Malgré cela, certaines instances officielles connaissent à l’occasion quelques succès dans leur lutte contre la cybercriminalité. Ainsi, SilkRoad a été fermé par le FBI en 2013, et son propriétaire arrêté en compagnie de certains administrateurs et utilisateurs du site. En 2014, le site Utopia, spécialisé dans la vente de produits illégaux, a été visé par une opération de police allemande, couronnée de succès. A noter qu’une réaction à l’échelle globale s’instaure: le centre EC3 d’Europol s’est spécialisé depuis janvier 2013 dans la lutte contre le cybercrime. Malheureusement, cette lutte semble sans fin, la plupart des sites réapparaissant rapidement.

A côté de ces acteurs traditionnels de la lutte contre la cybercriminalité apparaissent de nouvelles organisations, véritables justiciers du Web. Par exemple, le collectif d’hacktivistes Anonymous a lancé, en 2011, l’opération Darknet, visant à cibler les réseaux pédopornographiques du Dark Web, dont Lolacity, et à diffuser les informations recueillies, menant à l’interpellation de plusieurs personnes. Ces organisations oeuvrent souvent à la limite de la légalité, utilisant tous les moyens disponibles ou presque au nom de l’éthique. Qu’on adhère ou non à l’esprit, il est indéniable qu’ils obtiennent des résultats.

III) “How to exit the matrix”

Certes, le Dark Web constitue le plus gros marché noir du Web. Toutefois, il n’est pas dénué du moindre atout, bien au contraire. La raison de sa dangerosité, l’anonymat qu’il propose et permet, est également son principal atout.

En effet, des communications anonymes et quasiment intraçables sont un formidable outil au service de la liberté d’expression. Lors des évènements du printemps arabe de 2011, le réseau a été sollicité afin de contourner la censure des gouvernements en place, permettant aux opposants aux régimes de relayer les informations. Pour prendre un exemple plus précis, le 28 janvier 2011, le gouvernement égyptien, en pleine crise, a décidé de couper internet à l’échelle de la nation.
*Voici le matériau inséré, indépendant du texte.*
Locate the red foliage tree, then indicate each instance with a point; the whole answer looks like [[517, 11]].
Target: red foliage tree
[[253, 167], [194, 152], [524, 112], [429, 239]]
De nombreux hacktivistes ont alors participé à la mise en place de lignes provisoires, permettant à l’information de continuer à transiter. Contrairement à l’idée reçue, le Deep Web n’est donc pas réservé qu’aux criminels. Pour preuve, de nombreux journalistes sont formés à son utilisation par Reporters sans Frontières, afin de passer outre un éventuel régime de censure.

La terminaison “.onion” a été intégré, depuis septembre 2015, à la liste des noms de domaine spéciaux, étant ainsi officiellement reconnue par l’IETF et l’IANA. Ce geste symbolique a une portée bien réelle: par cela, le Dark Web acquiert une légitimité. Celle-ci ne concerne évidemment pas la vente d’armes ou la location des services d’un tueur, mais donne l’opportunité aux administrateurs de sites de mettre en place un chiffrement SSL/TLS, qui sont des protocoles de sécurisation des échanges sur internet.

Le Dark Web est en conséquence reconnu comme un lieu d’échange incontournable au service de la liberté d’expression, et ce malgré les dangers qu’il renferme.